Hi all,
Requesting some help for a workflow im stuck In.
My data looks like this:
TrainNo | Distance | OriginCode | Count |
15905 | 4273 | Awy | 1 |
15905 | 4273 | Cape | 28 |
15905 | 4273 | Ndls | 5 |
15906 | 4273 | Apdj | 5 |
15906 | 4273 | Asn | 2 |
15906 | 4273 | Dbrg | 28 |
15905 | 4231 | Awy | 1 |
15905 | 4231 | Bza | 1 |
15905 | 4231 | Cape | 23 |
Each train runs through multiple origin stations but I want to capture the highest distance each train runs through. So for train 15905, it covers distance of 4273 and 4231 but I only require the highest one. There are various origin codes coming for 4273 like Awy, cape and ndls, but I want to capture the origin station with the highest count so Cape in this this. Main idea being, for each train which has various distances, I want to capture the highest distance and a station with the highest count within the max distance.

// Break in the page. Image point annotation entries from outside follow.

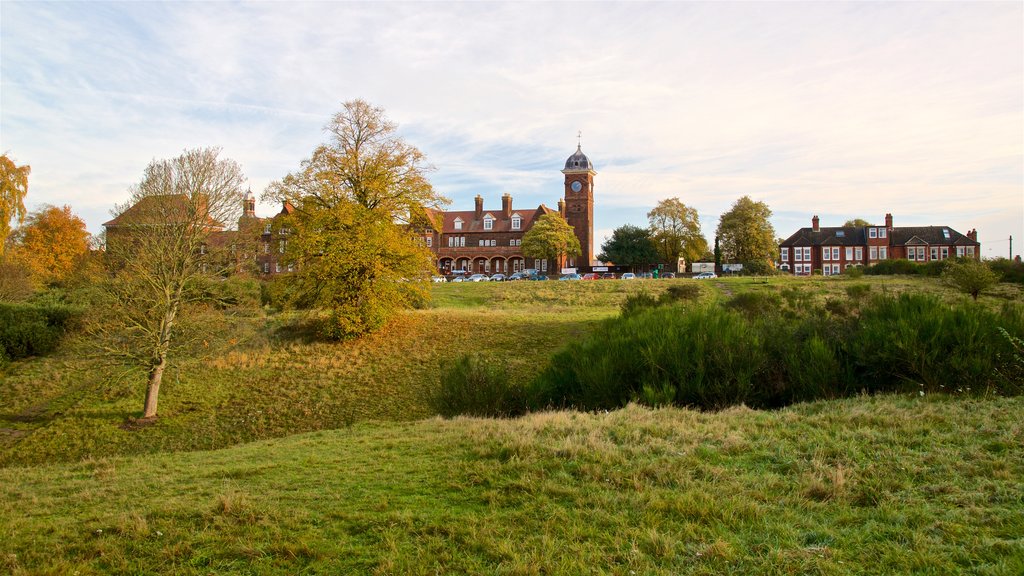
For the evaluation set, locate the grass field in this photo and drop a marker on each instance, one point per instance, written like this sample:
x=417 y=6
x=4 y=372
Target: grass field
x=863 y=486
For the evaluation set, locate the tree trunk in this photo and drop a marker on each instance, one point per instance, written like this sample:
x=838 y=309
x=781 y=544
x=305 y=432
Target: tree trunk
x=156 y=375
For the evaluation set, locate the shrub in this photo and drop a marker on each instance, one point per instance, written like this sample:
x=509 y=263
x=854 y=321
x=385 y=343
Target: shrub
x=477 y=386
x=33 y=329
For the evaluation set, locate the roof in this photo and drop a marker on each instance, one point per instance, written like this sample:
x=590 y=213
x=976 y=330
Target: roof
x=470 y=224
x=827 y=237
x=159 y=206
x=579 y=162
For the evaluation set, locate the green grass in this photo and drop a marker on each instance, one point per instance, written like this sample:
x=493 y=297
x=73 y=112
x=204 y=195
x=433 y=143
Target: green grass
x=882 y=485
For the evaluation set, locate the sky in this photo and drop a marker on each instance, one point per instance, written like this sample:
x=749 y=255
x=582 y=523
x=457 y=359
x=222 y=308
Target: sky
x=841 y=110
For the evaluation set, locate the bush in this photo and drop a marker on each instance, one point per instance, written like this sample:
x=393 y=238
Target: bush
x=477 y=386
x=33 y=329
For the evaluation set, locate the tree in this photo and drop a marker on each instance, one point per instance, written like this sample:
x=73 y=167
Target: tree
x=856 y=222
x=675 y=230
x=629 y=246
x=744 y=233
x=969 y=276
x=551 y=238
x=161 y=244
x=13 y=188
x=51 y=244
x=360 y=204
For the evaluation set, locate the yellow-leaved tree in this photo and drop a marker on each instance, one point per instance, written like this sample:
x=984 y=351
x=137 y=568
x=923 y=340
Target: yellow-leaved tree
x=360 y=204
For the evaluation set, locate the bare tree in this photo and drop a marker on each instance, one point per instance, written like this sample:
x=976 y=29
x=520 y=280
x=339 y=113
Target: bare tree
x=160 y=244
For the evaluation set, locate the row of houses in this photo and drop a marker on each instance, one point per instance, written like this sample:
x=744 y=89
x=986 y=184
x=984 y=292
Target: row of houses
x=833 y=250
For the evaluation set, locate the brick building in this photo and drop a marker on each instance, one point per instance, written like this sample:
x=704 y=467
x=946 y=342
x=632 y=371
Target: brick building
x=834 y=249
x=491 y=241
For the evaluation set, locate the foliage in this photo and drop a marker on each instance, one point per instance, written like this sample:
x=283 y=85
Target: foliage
x=856 y=222
x=551 y=238
x=747 y=234
x=477 y=385
x=13 y=188
x=969 y=276
x=1007 y=270
x=675 y=230
x=359 y=204
x=630 y=246
x=162 y=244
x=32 y=329
x=51 y=244
x=712 y=357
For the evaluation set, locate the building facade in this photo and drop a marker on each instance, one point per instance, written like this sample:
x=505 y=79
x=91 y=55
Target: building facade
x=489 y=241
x=832 y=250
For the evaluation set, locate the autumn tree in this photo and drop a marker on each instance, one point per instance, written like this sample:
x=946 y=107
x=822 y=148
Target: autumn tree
x=744 y=233
x=675 y=230
x=51 y=244
x=629 y=246
x=161 y=243
x=969 y=276
x=354 y=237
x=13 y=188
x=551 y=238
x=856 y=222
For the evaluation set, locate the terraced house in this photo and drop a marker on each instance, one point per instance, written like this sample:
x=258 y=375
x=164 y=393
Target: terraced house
x=491 y=241
x=834 y=249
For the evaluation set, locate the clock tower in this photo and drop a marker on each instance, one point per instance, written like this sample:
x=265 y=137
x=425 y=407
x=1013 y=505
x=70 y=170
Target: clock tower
x=580 y=206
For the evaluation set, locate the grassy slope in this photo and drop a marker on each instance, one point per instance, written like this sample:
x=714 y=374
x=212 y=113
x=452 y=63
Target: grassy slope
x=883 y=485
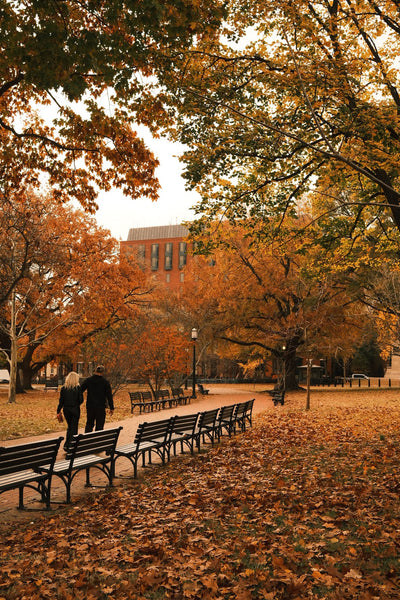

My output needs to look like this. Each train should only have one row data. Would appreciate any help, thanks
TrainNo | Distance | OriginCode | Count |
15905 | 4273 | Cape | 28 |
15906 | 4273 | Dbrg | 28 |
Solved! Go to Solution.
Hi @Suvasini the tool that will allow you to attack this problem is the Summerize tool, which will allow you to aggregate your data for each 'TrainNo'.
The configuration:
GroupBy: TrainNo
Max: Distance
Max: Count
Will return you your two row table given your sample, the only value missing would be your OriginCode which matches the max count, this can be bought through by joining your summerize output with your original data, joining on 'TrainNo', 'Distance=MaxDistance' and 'Count='MaxCount'.
Hope this is useful
Ben
@Suvasini
I think Sort Tool is a very good fit for this situation.
Thankyou!
@Qiu Much better!
Which tool is beneficial to compute the distance of top 3 closest stations from lets assume station A?